Iceberg guarantees that schema evolution changes are independent and free of side-effects, without rewriting files:

  1. Added columns never read existing values from another column.
  2. Dropping a column or field does not change the values in any other column.
  3. Updating a column or field does not change values in any other column.
  4. Changing the order of columns or fields in a struct does not change the values associated with a column or field name.

Iceberg uses unique IDs to track each column in a table. When you add a column, it is assigned a new ID so existing data is never used by mistake.

  • Formats that track columns by name can inadvertently un-delete a column if a name is reused, which violates #1.
  • Formats that track columns by position cannot delete columns without changing the names that are used for each column, which violates #2.

Partition evolution🔗

Iceberg table partitioning can be updated in an existing table because queries do not reference partition values directly.

When you evolve a partition spec, the old data written with an earlier spec remains unchanged. New data is written using the new spec in a new layout. Metadata for each of the partition versions is kept separately. Because of this, when you start writing queries, you get split planning. This is where each partition layout plans files separately using the filter it derives for that specific partition layout. Here's a visual representation of a contrived example:

Partition evolution diagram The data for 2008 is partitioned by month. Starting from 2009 the table is updated so that the data is instead partitioned by day. Both partitioning layouts are able to coexist in the same table.

Iceberg uses hidden partitioning, so you don't need to write queries for a specific partition layout to be fast. Instead, you can write queries that select the data you need, and Iceberg automatically prunes out files that don't contain matching data.

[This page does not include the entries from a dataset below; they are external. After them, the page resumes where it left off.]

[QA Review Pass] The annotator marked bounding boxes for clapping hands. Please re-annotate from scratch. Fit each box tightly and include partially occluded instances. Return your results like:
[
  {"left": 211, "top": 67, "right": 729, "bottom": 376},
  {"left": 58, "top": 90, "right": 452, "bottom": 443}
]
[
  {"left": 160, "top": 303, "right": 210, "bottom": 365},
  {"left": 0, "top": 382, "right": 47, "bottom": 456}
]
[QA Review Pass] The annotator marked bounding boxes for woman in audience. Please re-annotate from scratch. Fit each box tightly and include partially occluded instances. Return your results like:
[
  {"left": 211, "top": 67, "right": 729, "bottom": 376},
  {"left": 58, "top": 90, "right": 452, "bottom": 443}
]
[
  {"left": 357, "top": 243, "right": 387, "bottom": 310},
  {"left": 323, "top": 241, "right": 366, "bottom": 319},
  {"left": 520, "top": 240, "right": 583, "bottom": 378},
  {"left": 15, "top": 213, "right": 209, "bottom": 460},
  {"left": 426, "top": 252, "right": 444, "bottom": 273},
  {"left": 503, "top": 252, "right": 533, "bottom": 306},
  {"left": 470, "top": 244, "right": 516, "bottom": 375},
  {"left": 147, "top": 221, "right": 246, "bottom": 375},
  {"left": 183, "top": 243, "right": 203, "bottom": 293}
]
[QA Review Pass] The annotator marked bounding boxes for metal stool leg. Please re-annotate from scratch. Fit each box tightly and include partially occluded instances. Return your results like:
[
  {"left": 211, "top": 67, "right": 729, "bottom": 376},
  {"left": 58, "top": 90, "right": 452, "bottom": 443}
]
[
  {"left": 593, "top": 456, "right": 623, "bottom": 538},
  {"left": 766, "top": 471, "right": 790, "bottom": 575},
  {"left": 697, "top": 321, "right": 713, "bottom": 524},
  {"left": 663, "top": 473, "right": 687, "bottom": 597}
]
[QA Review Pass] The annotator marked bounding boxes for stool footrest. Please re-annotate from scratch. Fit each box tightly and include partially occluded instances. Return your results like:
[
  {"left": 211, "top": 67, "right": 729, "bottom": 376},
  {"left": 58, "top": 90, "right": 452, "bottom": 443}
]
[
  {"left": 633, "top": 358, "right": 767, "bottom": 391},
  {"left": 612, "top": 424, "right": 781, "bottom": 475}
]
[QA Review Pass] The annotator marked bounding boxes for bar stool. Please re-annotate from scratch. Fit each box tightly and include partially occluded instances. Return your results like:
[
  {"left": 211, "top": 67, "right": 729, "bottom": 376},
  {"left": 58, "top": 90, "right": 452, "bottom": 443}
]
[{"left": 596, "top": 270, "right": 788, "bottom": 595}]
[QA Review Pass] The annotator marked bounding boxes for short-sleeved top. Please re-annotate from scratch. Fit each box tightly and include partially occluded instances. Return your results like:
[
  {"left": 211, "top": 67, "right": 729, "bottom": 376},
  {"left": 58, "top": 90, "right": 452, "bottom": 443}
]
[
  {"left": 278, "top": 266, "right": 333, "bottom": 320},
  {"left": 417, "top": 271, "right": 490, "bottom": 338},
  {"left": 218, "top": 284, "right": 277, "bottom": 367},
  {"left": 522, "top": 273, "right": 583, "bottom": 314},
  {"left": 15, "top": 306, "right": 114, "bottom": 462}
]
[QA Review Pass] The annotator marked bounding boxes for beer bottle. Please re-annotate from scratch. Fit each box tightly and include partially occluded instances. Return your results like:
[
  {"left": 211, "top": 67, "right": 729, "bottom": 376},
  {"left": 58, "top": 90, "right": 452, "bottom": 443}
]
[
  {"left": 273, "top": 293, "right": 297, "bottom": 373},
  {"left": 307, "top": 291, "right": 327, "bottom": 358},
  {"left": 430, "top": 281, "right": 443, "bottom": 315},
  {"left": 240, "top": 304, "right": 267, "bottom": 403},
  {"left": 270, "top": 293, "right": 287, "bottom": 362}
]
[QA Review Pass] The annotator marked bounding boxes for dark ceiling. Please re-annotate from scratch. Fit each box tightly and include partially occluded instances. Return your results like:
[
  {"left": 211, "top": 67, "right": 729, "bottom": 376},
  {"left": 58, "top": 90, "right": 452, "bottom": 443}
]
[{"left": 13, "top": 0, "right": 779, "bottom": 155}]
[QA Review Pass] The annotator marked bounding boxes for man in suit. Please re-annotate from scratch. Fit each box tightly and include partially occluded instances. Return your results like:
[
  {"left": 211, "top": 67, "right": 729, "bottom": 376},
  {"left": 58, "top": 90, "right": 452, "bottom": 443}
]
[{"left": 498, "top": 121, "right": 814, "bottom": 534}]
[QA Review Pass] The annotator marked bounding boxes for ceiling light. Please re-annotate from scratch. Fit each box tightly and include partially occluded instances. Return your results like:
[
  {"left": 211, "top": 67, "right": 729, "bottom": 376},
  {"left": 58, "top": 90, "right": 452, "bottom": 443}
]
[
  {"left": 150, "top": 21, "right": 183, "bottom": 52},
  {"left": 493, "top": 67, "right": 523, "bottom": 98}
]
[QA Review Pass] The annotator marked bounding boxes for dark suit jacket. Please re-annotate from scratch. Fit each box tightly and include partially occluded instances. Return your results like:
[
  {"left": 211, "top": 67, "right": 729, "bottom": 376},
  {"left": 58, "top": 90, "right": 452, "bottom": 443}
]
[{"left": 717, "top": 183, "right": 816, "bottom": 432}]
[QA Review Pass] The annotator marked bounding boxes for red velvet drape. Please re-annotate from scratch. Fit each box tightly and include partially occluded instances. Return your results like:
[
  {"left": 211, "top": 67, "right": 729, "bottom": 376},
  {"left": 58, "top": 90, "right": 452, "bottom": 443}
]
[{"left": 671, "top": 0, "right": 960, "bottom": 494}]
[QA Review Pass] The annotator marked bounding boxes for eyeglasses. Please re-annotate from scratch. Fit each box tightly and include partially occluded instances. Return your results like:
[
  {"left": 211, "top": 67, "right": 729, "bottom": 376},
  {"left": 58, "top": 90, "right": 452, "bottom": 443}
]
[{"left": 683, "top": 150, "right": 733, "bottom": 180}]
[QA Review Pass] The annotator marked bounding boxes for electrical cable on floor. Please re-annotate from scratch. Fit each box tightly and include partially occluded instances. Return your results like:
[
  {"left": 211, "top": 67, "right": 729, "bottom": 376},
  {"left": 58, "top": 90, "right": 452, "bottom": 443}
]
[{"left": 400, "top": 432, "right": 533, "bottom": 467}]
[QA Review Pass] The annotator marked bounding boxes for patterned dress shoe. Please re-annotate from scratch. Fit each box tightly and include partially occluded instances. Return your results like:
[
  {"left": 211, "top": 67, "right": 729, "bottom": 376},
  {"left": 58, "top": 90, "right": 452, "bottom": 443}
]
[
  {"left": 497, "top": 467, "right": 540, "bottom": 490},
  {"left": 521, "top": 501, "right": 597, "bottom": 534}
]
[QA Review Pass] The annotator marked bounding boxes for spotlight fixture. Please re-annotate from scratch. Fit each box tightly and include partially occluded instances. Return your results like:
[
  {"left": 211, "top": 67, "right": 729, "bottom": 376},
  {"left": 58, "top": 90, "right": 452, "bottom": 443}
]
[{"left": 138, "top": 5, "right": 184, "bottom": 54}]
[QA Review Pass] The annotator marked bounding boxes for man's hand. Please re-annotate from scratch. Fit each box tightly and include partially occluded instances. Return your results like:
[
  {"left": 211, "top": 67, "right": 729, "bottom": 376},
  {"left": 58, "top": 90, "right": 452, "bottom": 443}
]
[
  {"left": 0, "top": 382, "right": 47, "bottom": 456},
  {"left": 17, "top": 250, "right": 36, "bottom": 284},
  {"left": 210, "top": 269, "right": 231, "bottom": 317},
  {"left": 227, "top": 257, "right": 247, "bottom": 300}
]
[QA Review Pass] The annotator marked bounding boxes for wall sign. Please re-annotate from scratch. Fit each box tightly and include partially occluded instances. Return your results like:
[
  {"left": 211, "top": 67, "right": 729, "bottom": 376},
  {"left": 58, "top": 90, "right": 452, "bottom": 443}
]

Partition evolution is a metadata operation and does not eagerly rewrite files.

Iceberg's Java table API provides updateSpec API to update partition spec. For example, the following code could be used to update the partition spec to add a new partition field that places id column values into 8 buckets and remove an existing partition field category:

Table sampleTable = ...;
sampleTable.updateSpec()
    .addField(bucket("id", 8))
    .removeField("category")
    .commit();

Spark supports updating partition spec through its ALTER TABLE SQL statement, see more details in Spark SQL.

Sort order evolution🔗

Similar to partition spec, Iceberg sort order can also be updated in an existing table. When you evolve a sort order, the old data written with an earlier order remains unchanged. Engines can always choose to write data in the latest sort order or unsorted when sorting is prohibitively expensive.

Iceberg's Java table API provides replaceSortOrder API to update sort order. For example, the following code could be used to create a new sort order with id column sorted in ascending order with nulls last, and category column sorted in descending order with nulls first:

Table sampleTable = ...;
sampleTable.replaceSortOrder()
   .asc("id", NullOrder.NULLS_LAST)
   .dec("category", NullOrder.NULL_FIRST)
   .commit();

Spark supports updating sort order through its ALTER TABLE SQL statement, see more details in Spark SQL.